C# always supported unsigned integers. The value you use are too large for int so the compiler picks the next type that can correctly represent the value. Which is uint for both.
VB.NET didn't acquire unsigned integer support until version 8 (.NET 2.0). So traditionally, the compiler was forced to pick Long as the type for the 2147483648 literal. The rule was however different for the hexadecimal literal, it traditionally supported specifying the bit pattern of a negative value (see section 2.4.2 in the language spec). So &H80000000 is a literal of type Integer with the value -2147483648 and 2147483648 is a Long. Thus the mismatch.
If you think VB.NET is a quirky language then I'd invite you to read this post :)

The VB version should be:
&H80000000L=2147483648
Without the 'long' specifier ('L'), VB will try to interpret &H8000000 as an integer. If you force it to consider this as a long type, then you'll get the same result.
&H80000000UI will also work - actually this is the type (UInt32) that C# regards the literal as.

This happens because the type of the hexadecimal number is UInt32 in C# and Int32 in VB.NET.
The binary representation of the hexadecimal number is:
10000000000000000000000000000000
Both UInt32 and Int32 take 32 bits, but because Int32 is signed, the first bit is considered a sign to indicate whether the number is negative or not: 0 for positive, 1 for negative. To convert a negative binary number to decimal, do this:
Invert the bits. You get 01111111111111111111111111111111.
Convert this to decimal. You get 2147483647.
Add 1 to this number. You get 2147483648.
Make this negative. You get -2147483648, which is equal to &H80000000 in VB.NET.

Related

C#: Why is 0xFFFFFFFF a uint when it represents -1?
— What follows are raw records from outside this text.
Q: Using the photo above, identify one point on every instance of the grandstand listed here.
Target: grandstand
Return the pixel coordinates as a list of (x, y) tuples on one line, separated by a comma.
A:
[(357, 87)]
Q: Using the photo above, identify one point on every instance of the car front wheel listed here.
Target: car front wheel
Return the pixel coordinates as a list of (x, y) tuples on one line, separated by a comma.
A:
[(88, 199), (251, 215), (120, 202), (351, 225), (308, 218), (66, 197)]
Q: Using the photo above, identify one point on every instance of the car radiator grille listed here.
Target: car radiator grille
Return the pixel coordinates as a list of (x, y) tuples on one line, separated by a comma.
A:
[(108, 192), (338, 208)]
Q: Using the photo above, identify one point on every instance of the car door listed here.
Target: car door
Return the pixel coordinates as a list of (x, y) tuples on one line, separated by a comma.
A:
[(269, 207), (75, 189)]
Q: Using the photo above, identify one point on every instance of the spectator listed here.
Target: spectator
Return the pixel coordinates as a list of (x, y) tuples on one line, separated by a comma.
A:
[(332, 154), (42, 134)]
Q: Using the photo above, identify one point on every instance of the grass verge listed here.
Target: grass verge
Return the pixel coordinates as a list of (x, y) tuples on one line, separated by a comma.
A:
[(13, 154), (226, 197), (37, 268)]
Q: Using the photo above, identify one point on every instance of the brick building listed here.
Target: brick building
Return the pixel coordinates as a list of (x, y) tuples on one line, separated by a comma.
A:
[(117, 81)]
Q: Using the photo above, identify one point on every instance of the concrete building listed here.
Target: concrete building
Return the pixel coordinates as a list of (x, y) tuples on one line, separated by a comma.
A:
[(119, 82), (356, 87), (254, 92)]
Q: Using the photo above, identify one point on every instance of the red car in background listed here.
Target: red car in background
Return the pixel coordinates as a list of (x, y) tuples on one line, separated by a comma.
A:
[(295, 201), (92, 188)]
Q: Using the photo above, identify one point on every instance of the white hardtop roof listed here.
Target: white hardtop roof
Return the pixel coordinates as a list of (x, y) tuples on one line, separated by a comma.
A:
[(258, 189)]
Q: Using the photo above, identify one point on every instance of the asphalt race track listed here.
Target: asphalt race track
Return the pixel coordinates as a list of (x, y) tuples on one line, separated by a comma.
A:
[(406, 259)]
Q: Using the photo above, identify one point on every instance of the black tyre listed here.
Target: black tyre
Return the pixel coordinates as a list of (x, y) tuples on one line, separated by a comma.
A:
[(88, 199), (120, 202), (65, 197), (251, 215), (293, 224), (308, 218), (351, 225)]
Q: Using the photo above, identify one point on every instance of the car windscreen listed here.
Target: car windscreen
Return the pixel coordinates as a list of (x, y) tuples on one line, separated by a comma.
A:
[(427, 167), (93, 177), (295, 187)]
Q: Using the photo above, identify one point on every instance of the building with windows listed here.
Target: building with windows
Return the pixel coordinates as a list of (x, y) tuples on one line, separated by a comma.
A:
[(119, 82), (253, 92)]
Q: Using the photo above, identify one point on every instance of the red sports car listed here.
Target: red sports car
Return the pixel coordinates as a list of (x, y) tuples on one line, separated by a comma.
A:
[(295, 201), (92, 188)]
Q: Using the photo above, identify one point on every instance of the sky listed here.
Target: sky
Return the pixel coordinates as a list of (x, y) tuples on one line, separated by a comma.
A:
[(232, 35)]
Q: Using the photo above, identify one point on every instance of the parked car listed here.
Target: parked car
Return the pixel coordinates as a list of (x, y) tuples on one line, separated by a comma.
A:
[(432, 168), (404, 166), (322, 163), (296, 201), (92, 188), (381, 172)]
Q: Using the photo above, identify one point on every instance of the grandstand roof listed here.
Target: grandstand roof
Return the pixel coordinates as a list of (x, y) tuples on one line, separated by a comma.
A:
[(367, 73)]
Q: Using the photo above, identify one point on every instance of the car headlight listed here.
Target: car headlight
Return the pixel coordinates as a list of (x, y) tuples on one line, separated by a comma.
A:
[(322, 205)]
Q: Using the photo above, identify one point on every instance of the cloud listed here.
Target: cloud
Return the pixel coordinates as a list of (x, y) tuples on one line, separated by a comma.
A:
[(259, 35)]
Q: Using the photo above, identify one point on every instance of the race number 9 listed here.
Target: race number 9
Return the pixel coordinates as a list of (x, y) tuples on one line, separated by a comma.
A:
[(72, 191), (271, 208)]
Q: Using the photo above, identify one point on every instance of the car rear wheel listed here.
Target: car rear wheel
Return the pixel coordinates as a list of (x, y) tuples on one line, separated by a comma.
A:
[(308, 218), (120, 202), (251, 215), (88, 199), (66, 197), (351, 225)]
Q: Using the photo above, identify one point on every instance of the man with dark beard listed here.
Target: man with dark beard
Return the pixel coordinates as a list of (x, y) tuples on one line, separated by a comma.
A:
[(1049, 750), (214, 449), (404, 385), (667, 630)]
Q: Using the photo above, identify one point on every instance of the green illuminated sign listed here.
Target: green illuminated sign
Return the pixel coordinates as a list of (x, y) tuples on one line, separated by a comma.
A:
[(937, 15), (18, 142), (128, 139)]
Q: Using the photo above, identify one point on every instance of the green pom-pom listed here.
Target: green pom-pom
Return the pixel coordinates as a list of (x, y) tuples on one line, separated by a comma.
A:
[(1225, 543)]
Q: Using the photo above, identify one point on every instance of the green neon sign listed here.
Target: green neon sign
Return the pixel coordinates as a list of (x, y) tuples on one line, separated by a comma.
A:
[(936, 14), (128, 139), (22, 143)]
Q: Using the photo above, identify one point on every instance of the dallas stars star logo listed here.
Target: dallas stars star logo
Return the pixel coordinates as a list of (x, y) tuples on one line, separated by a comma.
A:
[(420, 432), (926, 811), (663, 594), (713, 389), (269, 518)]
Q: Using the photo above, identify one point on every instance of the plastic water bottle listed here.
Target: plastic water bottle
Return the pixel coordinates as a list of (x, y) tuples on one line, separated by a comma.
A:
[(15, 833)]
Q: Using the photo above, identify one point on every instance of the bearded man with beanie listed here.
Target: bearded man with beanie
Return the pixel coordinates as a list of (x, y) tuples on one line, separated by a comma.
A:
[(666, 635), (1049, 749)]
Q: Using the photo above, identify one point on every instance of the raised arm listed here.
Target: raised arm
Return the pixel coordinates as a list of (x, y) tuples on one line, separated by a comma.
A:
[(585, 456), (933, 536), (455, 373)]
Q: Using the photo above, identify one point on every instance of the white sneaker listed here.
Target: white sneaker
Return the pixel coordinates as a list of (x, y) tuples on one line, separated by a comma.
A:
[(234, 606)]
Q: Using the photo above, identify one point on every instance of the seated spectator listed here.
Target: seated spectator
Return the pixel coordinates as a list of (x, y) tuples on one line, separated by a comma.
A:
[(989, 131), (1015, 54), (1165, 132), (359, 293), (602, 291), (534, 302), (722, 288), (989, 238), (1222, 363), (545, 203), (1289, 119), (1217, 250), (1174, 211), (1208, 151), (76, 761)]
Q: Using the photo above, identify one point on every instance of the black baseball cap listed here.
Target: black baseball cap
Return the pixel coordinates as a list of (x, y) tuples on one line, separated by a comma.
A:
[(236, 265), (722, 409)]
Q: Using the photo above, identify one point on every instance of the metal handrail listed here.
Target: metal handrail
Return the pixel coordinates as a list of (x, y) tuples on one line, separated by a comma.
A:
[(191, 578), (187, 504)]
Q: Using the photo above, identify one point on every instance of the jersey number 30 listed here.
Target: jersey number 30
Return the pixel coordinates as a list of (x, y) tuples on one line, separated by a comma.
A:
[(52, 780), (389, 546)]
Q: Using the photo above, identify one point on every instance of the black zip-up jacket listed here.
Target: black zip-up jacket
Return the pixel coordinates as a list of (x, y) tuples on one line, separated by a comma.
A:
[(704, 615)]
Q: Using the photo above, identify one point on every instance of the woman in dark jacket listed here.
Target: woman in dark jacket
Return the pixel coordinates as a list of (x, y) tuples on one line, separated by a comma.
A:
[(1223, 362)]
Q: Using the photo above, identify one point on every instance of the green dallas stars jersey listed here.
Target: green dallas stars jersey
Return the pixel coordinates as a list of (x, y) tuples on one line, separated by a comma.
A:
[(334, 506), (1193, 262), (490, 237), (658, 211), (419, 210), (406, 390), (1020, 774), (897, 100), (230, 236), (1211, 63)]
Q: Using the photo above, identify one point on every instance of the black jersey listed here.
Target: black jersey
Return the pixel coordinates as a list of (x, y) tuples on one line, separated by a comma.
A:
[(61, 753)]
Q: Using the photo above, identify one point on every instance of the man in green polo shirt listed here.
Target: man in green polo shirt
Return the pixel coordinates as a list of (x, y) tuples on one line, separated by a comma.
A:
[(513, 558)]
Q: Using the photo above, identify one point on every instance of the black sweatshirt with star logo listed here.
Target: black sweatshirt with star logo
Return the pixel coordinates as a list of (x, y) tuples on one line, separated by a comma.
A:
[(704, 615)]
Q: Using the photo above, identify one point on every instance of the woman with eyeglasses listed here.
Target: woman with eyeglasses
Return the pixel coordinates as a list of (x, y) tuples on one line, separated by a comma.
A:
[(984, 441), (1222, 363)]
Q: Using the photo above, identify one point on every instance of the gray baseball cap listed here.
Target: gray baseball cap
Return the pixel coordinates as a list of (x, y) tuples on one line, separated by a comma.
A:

I don't understand why C# considers the literal 0xFFFFFFFF as a uint when it also represents -1 for int types.
The following is code was entered into the Immediate Window shown here with the output:
int i = -1;
-1
string s = i.ToString("x");
"ffffffff"
int j = Convert.ToInt32(s, 16);
-1
int k = 0xFFFFFFFF;
Cannot implicitly convert type 'uint' to 'int'. An explicit conversion exists (are you missing a cast?)
int l = Convert.ToInt32(0xFFFFFFFF);
OverflowException was unhandled: Value was either too large or too small for an Int32.
Why can the string hex number be converted without problems but the literal only be converted using unchecked?
Why is 0xFFFFFFFF a uint when it represents -1?
Because you're not writing the bit pattern when you write
i = 0xFFFFFFFF;
you're writing a number by C#'s rules for integer literals. With C#'s integer literals, to write a negative number we write a - followed by the magnitude of the number (e.g., -1), not the bit pattern for what we want. It's really good that we aren't expected to write the bit pattern, it would make it really awkward to write negative numbers. When I want -3, I don't want to have to write 0xFFFFFFFD. :-) And I really don't want to have to vary the number of leading Fs based on the size of the type (0xFFFFFFFFFFFFFFFD for a long -3).
The rule for choosing the type of the literal is covered by the above link by saying:
If the literal has no suffix, it has the first of these types in which its value can be represented: int, uint, long, ulong.
0xFFFFFFFF doesn't fit in an int, which has a maximum positive value of 0x7FFFFFFF, so the next in the list is uint, which it does fit in.
0xffffffff is 4294967295 is an UInt32 that just happens to have a bit pattern equal to the Int32 -1 due to the way negative numbers are represented on computers. Just because they have the same bit pattern, that doesn't mean 4294967295 = -1. They're completely different numbers so of course you can't just trivially convert between the two. You can force the reintepretation of the bit pattern by using an explicit cast to int: (int)0xffffffff.
The C# docs say that the compiler will try to fit the number you provide in the smallest type that can fit it. That doc is a bit old, but it applies still. It always assumes that the number is positive.
As a fallback you can always coerce the type.
The C# language rules state that 0xFFFFFFFF is an unsigned literal.
A C# signed int is 2's complement type. That scheme uses 0xFFFFFFFF to represent -1. (2's complement is a clever scheme since it doesn't have a signed zero).
For an unsigned int, 0xFFFFFFFF is the largest value it can take, and due to its size, it can't be converted to a signed int.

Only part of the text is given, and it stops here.